If you see 0.0.0.0:5432, PostgreSQL is reachable from outside the server and its configuration needs fixing.

7. Final Check of the Server's Open Ports

To see every port the server is listening on:

sudo ss -tulpn

To see the services exposed on the public IP or on all interfaces:

sudo ss -tulpn | grep -E '0.0.0.0|\[::\]'

Before SSL, the secure output should typically show only these ports:

0.0.0.0:22
0.0.0.0:80
[::]:22
[::]:80

After configuring SSL, port 443 is added:

0.0.0.0:443
[::]:443

8. Final UFW Status Check

sudo ufw status verbose

Expected output:

Status: active
Logging: on
Default: deny (incoming), allow (outgoing), deny (routed)

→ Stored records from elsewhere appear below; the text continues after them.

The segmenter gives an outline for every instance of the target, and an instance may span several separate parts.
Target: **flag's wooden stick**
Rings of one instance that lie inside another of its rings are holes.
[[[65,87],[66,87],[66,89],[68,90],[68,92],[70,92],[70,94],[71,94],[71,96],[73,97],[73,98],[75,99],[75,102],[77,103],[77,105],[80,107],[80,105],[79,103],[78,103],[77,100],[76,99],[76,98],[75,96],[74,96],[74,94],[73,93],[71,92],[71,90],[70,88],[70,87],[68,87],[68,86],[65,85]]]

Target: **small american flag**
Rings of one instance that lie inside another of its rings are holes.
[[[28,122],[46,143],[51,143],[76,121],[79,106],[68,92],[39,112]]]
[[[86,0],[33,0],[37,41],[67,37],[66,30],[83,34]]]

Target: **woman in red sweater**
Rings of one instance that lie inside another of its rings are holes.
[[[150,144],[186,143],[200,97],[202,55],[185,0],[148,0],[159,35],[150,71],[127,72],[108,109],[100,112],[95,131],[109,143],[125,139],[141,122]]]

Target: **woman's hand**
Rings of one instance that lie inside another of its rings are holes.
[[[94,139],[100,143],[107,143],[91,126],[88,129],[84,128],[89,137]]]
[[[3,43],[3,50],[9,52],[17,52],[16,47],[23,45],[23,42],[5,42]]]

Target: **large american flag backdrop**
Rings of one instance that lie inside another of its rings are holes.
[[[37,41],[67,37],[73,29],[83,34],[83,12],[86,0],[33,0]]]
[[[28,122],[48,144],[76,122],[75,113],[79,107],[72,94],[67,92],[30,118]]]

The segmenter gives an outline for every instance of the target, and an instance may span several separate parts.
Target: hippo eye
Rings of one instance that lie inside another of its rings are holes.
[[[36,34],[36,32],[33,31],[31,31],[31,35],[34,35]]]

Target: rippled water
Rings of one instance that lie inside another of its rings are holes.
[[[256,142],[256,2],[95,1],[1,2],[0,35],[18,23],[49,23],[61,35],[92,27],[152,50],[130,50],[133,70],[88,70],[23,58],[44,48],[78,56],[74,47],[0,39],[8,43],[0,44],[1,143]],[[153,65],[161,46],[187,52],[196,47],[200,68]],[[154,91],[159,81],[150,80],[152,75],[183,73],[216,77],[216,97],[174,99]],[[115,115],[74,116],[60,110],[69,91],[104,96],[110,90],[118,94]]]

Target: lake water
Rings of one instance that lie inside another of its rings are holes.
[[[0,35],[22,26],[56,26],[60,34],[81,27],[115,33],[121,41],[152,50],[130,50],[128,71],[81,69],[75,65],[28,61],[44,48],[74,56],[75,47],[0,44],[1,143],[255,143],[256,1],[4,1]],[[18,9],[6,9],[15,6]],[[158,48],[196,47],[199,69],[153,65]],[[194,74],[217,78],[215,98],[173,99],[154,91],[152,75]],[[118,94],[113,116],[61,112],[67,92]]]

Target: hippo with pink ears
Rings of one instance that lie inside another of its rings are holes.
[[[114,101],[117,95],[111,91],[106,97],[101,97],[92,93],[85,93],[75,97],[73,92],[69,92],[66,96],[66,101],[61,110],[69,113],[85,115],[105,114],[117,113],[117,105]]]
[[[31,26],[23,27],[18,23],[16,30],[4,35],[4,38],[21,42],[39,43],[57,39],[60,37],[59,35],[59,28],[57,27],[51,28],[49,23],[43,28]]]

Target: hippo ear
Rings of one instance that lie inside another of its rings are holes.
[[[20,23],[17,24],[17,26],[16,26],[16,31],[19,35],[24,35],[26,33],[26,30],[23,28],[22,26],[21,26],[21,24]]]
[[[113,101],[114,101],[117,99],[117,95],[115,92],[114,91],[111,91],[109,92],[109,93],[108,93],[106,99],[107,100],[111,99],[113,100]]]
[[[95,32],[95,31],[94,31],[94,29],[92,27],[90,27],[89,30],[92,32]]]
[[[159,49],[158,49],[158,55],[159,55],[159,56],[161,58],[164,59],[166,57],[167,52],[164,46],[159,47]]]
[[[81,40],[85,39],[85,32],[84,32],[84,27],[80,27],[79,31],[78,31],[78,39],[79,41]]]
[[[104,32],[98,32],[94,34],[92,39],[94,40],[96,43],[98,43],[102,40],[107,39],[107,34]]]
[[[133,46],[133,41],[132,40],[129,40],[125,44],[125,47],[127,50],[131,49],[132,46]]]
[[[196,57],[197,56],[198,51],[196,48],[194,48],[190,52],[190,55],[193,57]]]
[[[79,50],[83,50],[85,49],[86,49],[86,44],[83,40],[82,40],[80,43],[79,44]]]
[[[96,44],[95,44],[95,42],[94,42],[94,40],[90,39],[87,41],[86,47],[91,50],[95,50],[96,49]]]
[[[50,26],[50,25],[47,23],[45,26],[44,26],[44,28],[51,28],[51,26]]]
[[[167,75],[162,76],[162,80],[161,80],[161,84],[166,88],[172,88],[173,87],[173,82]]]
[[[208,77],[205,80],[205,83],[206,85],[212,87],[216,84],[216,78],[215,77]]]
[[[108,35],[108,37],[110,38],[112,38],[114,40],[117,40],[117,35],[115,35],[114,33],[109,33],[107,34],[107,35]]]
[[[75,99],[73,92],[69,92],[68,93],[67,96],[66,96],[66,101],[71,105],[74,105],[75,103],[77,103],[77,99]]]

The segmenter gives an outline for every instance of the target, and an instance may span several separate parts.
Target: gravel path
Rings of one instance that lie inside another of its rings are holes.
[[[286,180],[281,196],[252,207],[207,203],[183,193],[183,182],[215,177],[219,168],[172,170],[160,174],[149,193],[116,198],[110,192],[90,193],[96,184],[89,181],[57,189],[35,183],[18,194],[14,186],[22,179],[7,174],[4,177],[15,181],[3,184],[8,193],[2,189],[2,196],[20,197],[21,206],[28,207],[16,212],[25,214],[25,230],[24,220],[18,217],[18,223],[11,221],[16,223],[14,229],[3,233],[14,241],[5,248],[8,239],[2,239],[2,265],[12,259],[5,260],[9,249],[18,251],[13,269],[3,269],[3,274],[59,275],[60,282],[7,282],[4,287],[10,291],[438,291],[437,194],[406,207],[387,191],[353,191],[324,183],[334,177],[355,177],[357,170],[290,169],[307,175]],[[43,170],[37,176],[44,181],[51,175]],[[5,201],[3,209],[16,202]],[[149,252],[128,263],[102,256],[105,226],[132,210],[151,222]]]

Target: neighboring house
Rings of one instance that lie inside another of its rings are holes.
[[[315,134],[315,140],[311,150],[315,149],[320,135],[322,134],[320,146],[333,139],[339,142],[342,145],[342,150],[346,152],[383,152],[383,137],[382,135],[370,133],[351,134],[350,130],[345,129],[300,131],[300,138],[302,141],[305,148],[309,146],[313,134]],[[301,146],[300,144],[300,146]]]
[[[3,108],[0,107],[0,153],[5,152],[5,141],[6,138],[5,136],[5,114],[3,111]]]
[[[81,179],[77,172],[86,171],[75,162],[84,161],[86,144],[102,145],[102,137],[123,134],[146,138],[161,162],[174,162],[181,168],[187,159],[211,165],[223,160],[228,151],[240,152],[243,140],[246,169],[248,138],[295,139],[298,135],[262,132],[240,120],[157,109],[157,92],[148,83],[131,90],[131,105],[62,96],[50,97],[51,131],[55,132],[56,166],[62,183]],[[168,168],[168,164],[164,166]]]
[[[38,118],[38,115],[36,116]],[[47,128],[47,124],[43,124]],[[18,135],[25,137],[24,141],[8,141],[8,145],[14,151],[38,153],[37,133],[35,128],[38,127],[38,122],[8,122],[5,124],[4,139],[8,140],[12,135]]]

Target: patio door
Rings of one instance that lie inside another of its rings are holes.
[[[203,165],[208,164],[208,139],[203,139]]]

22/tcp    ALLOW IN    Anywhere
80/tcp    ALLOW IN    Anywhere
443/tcp   ALLOW IN    Anywhere

9. An Important Note About Docker and Ports

Even when UFW is active, Docker can publish ports via ports: in the docker-compose.yml file, bypassing the firewall. For security, only Nginx or the reverse proxy should have a public port.

The correct structure

services:
  nginx:
    image: nginx:latest
    ports:
      - '80:80'
      - '443:443'
    networks:
      - internal

  app:
    image: your-app
    expose:
      - '3000'
    networks:
      - internal

  postgres:
    image: postgres:latest
    expose:
      - '5432'
    networks:
      - internal

networks:
  internal:
    driver: bridge

The wrong structure

This is a mistake because it exposes the backend directly to the internet:

services:
  app:
    image: your-app
    ports:
      - '3000:3000'

It's better to keep the backend behind Nginx and only visible inside the Docker network.

10. Final Checklist

At the end, run these commands:

make --version
docker --version
docker compose version

sudo systemctl status docker --no-pager
sudo systemctl status nginx --no-pager
sudo systemctl status postgresql --no-pager

sudo nginx -t
sudo -u postgres psql -c "SHOW listen_addresses;"
sudo ufw status verbose
sudo ss -tulpn | grep -E '0.0.0.0|\[::\]'

The desired state:

  • Docker is active.
  • Docker Compose is installed.
  • Nginx is active.
  • PostgreSQL is active.
  • PostgreSQL is only on 127.0.0.1:5432.
  • Only ports 22, 80, and 443 are open in the firewall.
  • Before SSL, you may see only 22 and 80 in the ss output.
  • After SSL, port 443 is also listening.

After this stage, it's a good idea to set up SSL for your domain. This is usually done with Certbot:

sudo apt install -y certbot python3-certbot-nginx

Example of obtaining an SSL certificate:

sudo certbot --nginx -d example.com -d www.example.com

After obtaining SSL, check the port status again:

sudo ss -tulpn | grep -E '0.0.0.0|\[::\]'

At this point, you should see 443 alongside 22 and 80.